Exercise plays a vital role in leading a healthy, balanced life. This is especially the case for asthma sufferers, as keeping fit is an important component of successful asthma management.
Swimming is not only good for asthmatics, it’s also a proof that asthma sufferers can become world-class athletes. Some of Australia’s greatest Olympic swimmers (Dawn Fraser & Grant Hackett, along with our current World Champion Jess Schipper) were asthmatics, proving asthma need not be a barrier to physical fitness!
At Hampton Swim School, we’d like to help you decide whether swimming is a good choice for you and/or your child.
Is all exercise good for asthmatics?
Asthma is a condition characterised by its many variables including its severity, its seasonal incidence, and the things that trigger an asthma attack . If you’re an asthmatic, or have an asthmatic child, you’ll know that finding the right type of exercise can be a delicate balance.
On the one hand, exercise is really important to:
- manage asthma symptoms
- maintain general health
- reduce the likelihood of an asthma attack.
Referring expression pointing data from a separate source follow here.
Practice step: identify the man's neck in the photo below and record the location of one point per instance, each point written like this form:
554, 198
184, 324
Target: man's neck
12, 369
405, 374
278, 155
But at the same time, exercise can be a trigger for asthma. So the trick is to find a form of exercise that is less likely to irritate an asthmatic.
Not all exercise is necessarily good for asthmatics, but swimming is often a very good choice. Each person is different, and you should consult your doctor about the best form of exercise for you.
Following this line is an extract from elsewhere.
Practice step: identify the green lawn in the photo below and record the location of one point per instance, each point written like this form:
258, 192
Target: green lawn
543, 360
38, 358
How is swimming good for asthmatics?
The warm, humid air in and around a swimming pool is thought to evoke an airway response that increases the volume of the lungs and helps develop good breathing technique. This can make swimming a much safer (and more comfortable) form of exercise for asthmatics and also serve as a non-pharmacological approach for the treatment of asthma.
Studies have shown that swimming can reduce:
- asthma symptoms
- the amount of asthma medication needed
- trips to the doctor
- sick days away from school or work.
Is swimming good for all asthmatics?
Swimming is not necessarily the right choice of exercise for all asthmatics.
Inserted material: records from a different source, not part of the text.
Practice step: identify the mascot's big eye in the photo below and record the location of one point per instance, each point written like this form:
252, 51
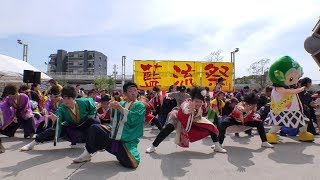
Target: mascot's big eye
291, 79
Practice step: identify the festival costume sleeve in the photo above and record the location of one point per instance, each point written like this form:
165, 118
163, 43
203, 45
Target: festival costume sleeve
136, 114
59, 113
8, 115
25, 105
92, 110
48, 106
133, 129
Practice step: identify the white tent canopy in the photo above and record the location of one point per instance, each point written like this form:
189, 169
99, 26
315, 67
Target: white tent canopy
11, 69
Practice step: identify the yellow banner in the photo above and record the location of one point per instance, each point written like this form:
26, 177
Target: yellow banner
211, 71
150, 73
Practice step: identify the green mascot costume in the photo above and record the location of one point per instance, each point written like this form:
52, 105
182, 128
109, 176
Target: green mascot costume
286, 107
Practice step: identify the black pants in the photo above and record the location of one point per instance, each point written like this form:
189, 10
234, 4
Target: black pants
27, 126
72, 132
155, 121
99, 138
169, 129
229, 121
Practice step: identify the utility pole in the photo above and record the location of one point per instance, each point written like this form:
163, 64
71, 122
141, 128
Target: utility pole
123, 69
115, 72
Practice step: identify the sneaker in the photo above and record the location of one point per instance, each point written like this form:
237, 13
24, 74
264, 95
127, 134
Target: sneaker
151, 149
84, 157
29, 146
28, 136
75, 146
267, 145
219, 149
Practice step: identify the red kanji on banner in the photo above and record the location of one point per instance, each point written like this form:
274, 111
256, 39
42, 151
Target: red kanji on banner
213, 73
150, 75
186, 75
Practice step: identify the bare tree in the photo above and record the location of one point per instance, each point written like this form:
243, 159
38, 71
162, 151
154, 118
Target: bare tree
215, 56
259, 70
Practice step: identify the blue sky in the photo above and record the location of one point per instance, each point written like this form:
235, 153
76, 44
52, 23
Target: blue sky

New research has thrown doubt on whether the effects on the lungs of inhaling the atmosphere at pool level are exclusively beneficial due to products that we inhale at water level as we swim. The chlorine gas emitted from heavily chlorinated water or trapped in indoor pools with low ventilation is thought to damage the inside of the lungs. When organic matter (sweat, urine and shed skin cells) makes contact with chlorine, toxic gases such as those that trigger an asthma attack or make eyes sting are released.
For the concerned swimmers, alternatives to assist in asthma management are available. Locate a pool that is outdoors or has good ventilation, or try an ozone, ultraviolet, copper/silver or magnesium based filtration system that many pool owners and swim schools are now installing. Naturally, asthma sufferers should always regularly monitor asthma in conjunction with their doctor.
Of course, if you or your child starts to develop asthma symptoms during any form of exercise, you should stop straight away and rethink your approach.
Why Hampton Swim School is a good choice for asthmatics
At Hampton Swim School, we are aware of the needs of asthmatics and have years of experience working with asthma sufferers.
Also, the 3 pools we use in Bulimba, Norman Park, and Morningside are all open-air, which is better for asthmatics.